State laws like Connecticut’s raise the stakes for wage theft.  They make the consequences of stealing from workers harsher and make it harder for companies to use payroll mistakes as an excuse for “lost” wages.  This deters businesses from trying to make an easy buck by shortchanging workers.

In Dec. of 2014, the Department of Labor (DOL) released a study regarding minimum wage violations in New York and California.  The study revealed an estimated 372,000 minimum wage violations take place in California weekly resulting in a projected $22.5 million of lost income for the victims.

For New York, the study estimated a total of 188,000 weekly minimum wage violations, meaning $10.2 million stolen from hard-working employees. 

Campaigns are in progress in Iowa, Nebraska, Florida, and 12 other states to follow Connecticut’s example with legislation discouraging wage theft.

Ten states, including Arizona, Maryland, and Vermont, require companies to pay three times the amount of stolen wages to the victims.

Wage theft is less likely to occur to workers represented by unions.  The negotiation of fair contracts with built-in mechanisms for enforcement deters employers from stealing members’ pay. 
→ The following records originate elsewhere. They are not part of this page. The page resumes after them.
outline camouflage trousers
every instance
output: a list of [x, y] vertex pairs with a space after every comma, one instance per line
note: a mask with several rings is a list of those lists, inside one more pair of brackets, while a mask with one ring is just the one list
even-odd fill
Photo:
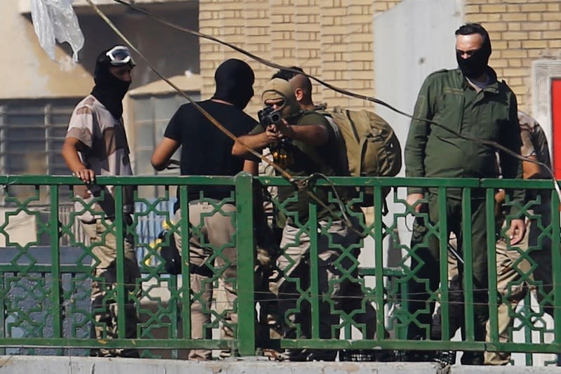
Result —
[[[117, 316], [117, 242], [110, 229], [113, 222], [97, 220], [94, 222], [84, 223], [82, 227], [90, 239], [92, 252], [92, 265], [95, 266], [91, 282], [91, 323], [90, 336], [98, 340], [118, 337]], [[124, 290], [125, 295], [125, 338], [137, 337], [136, 327], [138, 316], [135, 301], [138, 300], [140, 288], [140, 274], [134, 252], [134, 239], [131, 235], [125, 236], [124, 243]], [[91, 356], [105, 357], [138, 357], [136, 349], [123, 348], [101, 348], [91, 349]]]

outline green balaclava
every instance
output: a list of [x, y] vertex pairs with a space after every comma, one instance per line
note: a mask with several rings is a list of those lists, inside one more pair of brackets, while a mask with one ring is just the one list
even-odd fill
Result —
[[275, 78], [269, 81], [263, 87], [261, 102], [265, 105], [265, 102], [267, 100], [279, 99], [284, 100], [284, 103], [279, 109], [283, 119], [289, 119], [301, 113], [300, 105], [290, 84], [284, 79]]

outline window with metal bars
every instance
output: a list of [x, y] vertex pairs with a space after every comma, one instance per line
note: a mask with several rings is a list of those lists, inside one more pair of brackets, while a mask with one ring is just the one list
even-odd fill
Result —
[[67, 175], [60, 149], [80, 99], [0, 101], [0, 173]]

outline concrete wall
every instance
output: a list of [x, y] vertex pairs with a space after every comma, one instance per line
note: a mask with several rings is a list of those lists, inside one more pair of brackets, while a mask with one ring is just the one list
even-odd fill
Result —
[[[198, 29], [196, 2], [157, 3], [152, 8], [156, 15], [183, 27]], [[113, 6], [110, 9], [112, 21], [164, 76], [183, 75], [186, 71], [199, 73], [198, 38], [131, 14], [123, 6]], [[119, 36], [91, 11], [79, 12], [85, 39], [79, 62], [72, 62], [67, 44], [57, 46], [57, 61], [52, 61], [39, 44], [30, 15], [20, 11], [18, 1], [0, 1], [4, 19], [0, 25], [3, 51], [0, 54], [0, 100], [81, 97], [88, 93], [93, 84], [92, 72], [97, 55], [104, 48], [122, 43]], [[135, 59], [137, 67], [133, 88], [159, 79], [139, 58]]]

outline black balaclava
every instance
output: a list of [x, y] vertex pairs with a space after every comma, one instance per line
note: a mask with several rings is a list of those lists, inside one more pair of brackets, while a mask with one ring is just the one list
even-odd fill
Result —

On the federal level, the 1938 Fair Labor Standards Act established minimum wage and “time and a half” payment for hours worked over 40 in a week.  It is enforced by the U.S. Department of Labor, but the 2016 bill for Labor, Health and Human Services substantially cuts funding the Department of Labor, and without proper funding, the DOL will be unable to investigate the multitude of wage theft cases reported across the United States.